Hi,
Welcome to Roll Call, a newsletter about the state of policy and technology in public safety, and the people shaping it. If you’d like to sign up, you can do so here. Or just read on…
TL;DR
Benchmark is in a precarious position: bolted on top of other major data sources that it depends on, but solving an important problem with a massive and misunderstood market.
A Hidden TAM: total addressable market is much larger than you’d think because so many dollars are hidden in liability costs that agencies already pay.
Differences between machine learning and regression-based early intervention systems are overblown today. Future success and a deep moat depends on Benchmark proving that gains from their methods will increase over time and aren’t easily copied by other providers.
In the ShotSpotter piece, I said I would be making these analyses for paid subscribers only. I changed my mind. Because the landscape in public safety technology is so dynamic, the companies we look at will be worth understanding fully at multiple moments in time. A detailed analysis is only a snapshot, useful in providing context for later developments. The first look at each of these companies will be on the free tier, but paid subscribers will receive short updates as company strategies change or market shifts impact how they approach public safety. As an example, I am hoping to talk to the ShotSpotter exec team in the near future about some of the topics raised in my piece. Here’s the CEO of ShotSpotter responding to my thinking out loud about ShotSpotter’s place in the gunshot detection policy/tech ecosystem:
Today’s note is on Benchmark Analytics. Benchmark is a young company (founded in 2016) that has quickly developed a reputation as a data-driven, potent software solution to the issue of police misconduct. I was curious if Benchmark’s positioning was measurably stronger than competitors in this space, and who is most likely to target them as an acquisition in the next year (per my predictions). This was a thornier process than ShotSpotter because the company is much smaller and has far less data to look at, the policy questions are trickier, and it’s deeply interwoven with tort law and insurance dynamics. Be warned, we’re going to jump into a bit of rabbit hole regarding municipal risk management and law enforcement liability. Skip if you must, but I think the context is worth the investment.
Here we go:
The Benchmark Thesis
Short version: We believe that we can repair community trust and reduce lawsuits against police by identifying risk-prone officers before they get off track.
Long version: Community trust (the number two most important narrative in policing, according to IACP training sessions) erodes when sworn officers take actions that neighbors consider unjustified. There are three layers to the harm caused by police misconduct. First, misconduct stretches the empathetic distance between the community and the agency. The distance makes it difficult for an agency to recruit, to communicate effectively to the community, and to be proactive in areas that require buy-in from the public. Second, the agency or municipality must pay out significant amounts of money in lawsuits to complainants, which can have a dramatic effect on operations. The other side of the same coin is the third layer, which is that this is taxpayer money. We foot the bill when public safety agencies, committed to protecting us, harm us. At a community level, this is self-inflicted pain: money raised by neighbors being paid out to affected, injured, and in the worst cases, grieving, neighbors.
I’ve been watching a lot of Cells at Work on Netflix, so forgive the metaphor - police misconduct is a lot like an autoimmune disease, where the body’s immune system (police) fails to differentiate between harmful invaders (some viruses, bacteria, and crime) and native, important cells (neighbors). In type 1 diabetes, for example, one kind of white blood cell called T lymphocytes targets insulin-producing beta cells in the pancreas, believing them to be dangerous. Reader, beta cells are not dangerous. Overreacting to these cells disables our ability to manage blood glucose levels, which causes a host of health issues that require speedy intervention or we can die.

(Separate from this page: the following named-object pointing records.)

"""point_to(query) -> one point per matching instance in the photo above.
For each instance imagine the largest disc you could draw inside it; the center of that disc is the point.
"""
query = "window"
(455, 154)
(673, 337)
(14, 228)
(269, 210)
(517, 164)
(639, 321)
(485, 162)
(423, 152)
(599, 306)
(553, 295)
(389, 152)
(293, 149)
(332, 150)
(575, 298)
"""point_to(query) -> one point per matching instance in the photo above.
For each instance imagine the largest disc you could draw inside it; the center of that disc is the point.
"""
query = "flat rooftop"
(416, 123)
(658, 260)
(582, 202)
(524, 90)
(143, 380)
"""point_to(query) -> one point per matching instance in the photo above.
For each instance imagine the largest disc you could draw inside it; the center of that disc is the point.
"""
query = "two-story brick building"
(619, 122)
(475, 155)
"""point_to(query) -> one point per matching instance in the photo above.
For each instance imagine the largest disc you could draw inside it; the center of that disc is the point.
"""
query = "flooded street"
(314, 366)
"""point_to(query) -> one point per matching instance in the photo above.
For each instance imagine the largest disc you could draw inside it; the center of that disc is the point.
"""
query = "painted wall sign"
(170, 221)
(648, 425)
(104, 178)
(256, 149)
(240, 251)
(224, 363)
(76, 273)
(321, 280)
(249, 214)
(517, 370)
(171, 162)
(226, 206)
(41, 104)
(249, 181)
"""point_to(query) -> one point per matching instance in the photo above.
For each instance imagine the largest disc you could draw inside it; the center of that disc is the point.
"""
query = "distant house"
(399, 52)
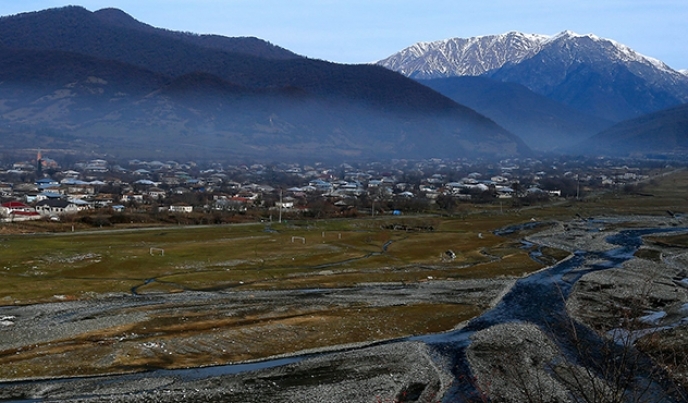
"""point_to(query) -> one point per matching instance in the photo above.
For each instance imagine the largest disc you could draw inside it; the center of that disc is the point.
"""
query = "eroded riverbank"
(429, 368)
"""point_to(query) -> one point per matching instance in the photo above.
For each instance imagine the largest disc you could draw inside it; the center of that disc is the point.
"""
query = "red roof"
(15, 205)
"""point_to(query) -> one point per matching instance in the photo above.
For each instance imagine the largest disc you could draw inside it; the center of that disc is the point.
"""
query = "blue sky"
(358, 31)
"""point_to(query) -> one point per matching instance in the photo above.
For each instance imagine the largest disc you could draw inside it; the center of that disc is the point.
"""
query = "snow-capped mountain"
(596, 75)
(463, 57)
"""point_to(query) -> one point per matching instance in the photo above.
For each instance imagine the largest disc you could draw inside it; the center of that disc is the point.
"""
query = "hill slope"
(662, 133)
(597, 76)
(105, 81)
(542, 123)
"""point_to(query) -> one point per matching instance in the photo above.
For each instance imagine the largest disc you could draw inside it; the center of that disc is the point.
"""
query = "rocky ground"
(503, 358)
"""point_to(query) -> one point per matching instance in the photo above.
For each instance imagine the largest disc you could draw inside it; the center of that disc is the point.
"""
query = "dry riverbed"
(126, 333)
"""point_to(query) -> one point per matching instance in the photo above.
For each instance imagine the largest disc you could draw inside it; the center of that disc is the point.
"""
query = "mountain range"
(76, 80)
(659, 134)
(103, 81)
(600, 79)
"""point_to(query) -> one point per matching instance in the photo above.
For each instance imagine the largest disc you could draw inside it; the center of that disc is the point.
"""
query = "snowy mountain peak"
(463, 56)
(481, 54)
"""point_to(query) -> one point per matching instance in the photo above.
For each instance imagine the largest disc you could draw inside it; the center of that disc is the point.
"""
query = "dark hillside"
(109, 83)
(542, 123)
(660, 133)
(245, 45)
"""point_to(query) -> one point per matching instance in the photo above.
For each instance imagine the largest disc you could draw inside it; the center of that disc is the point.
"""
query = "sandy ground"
(396, 371)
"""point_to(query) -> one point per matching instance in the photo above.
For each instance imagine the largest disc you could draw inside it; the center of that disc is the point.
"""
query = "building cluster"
(45, 190)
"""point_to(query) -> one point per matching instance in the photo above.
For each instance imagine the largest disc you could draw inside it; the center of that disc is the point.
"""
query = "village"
(206, 193)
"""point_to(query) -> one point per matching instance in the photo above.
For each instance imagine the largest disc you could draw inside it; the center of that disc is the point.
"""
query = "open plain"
(348, 294)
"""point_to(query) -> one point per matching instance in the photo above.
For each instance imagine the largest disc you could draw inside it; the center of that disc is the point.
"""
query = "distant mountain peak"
(463, 56)
(116, 16)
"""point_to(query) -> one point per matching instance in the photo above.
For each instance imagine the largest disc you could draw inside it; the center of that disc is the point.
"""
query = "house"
(56, 207)
(180, 208)
(18, 211)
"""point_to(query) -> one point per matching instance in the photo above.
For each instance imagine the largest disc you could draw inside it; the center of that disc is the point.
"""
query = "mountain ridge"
(595, 75)
(196, 99)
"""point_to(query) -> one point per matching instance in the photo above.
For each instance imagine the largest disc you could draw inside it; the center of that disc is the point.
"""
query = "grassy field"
(45, 267)
(344, 253)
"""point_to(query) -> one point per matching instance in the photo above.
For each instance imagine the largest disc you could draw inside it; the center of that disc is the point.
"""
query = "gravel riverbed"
(408, 370)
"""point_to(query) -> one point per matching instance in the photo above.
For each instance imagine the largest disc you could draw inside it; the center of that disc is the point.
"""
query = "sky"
(362, 31)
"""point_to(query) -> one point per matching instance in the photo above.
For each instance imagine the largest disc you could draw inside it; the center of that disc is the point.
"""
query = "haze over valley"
(199, 217)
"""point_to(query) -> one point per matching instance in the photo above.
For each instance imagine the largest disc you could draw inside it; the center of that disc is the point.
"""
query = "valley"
(231, 305)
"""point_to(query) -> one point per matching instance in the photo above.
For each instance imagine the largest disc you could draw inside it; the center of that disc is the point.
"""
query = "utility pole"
(280, 219)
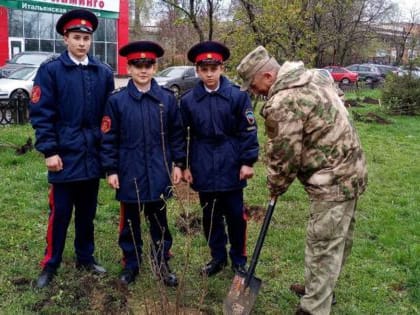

Stretching the metaphor to the breaking point now, Benchmark Analytics and other early intervention systems (EIS) are autoimmune suppressants. Benchmark believes they have the best medici- err, software to identify actors that increase the riskiness of incidents with neighbors. Then Benchmark adds several personnel management tools that aim to align the company with the goals of high-performing officers in their training and career development.
Benchmark Analytics’ mission, in their own words:
“To transform police force management through an all-in-one police force management system and early intervention software platform that provides a 360° holistic view of every officer - in police departments of every size.”
How Big is the Problem?
Benchmark Analytics helps municipalities and public safety agencies address police misconduct. As noted above, the harm caused by misconduct is difficult to measure completely, as the effect is felt on qualitative and quantitative facets. We can’t nail down the exact amount of trust lost, but you could reasonably argue the that price paid is equal to the cost of every bodyworn camera program in public safety.
Quantitatively, we can do a little better. The questions we’re working towards here are:
How much does police misconduct cost agencies and municipalities?
Who pays?
Public safety software companies commonly charge some dollar amount per officer per month. For parity, let’s treat civil suit settlements (yikes) as a product. Taking a basket of 10 large, geographically diverse cities, and looking at multiple year periods, we can build this:
This data is from 2015, so I don’t blame you if you want to see more recent numbers. In 2018 alone, Chicago paid $113M in settlements ($788/mo/officer), and New York paid $108M ($248/mo/officer). More NYPD figures below:
“A small number of New York Police Department (NYPD) claims disproportionately accounted for the total dollar amount paid out on NYPD claims in FY 2018.”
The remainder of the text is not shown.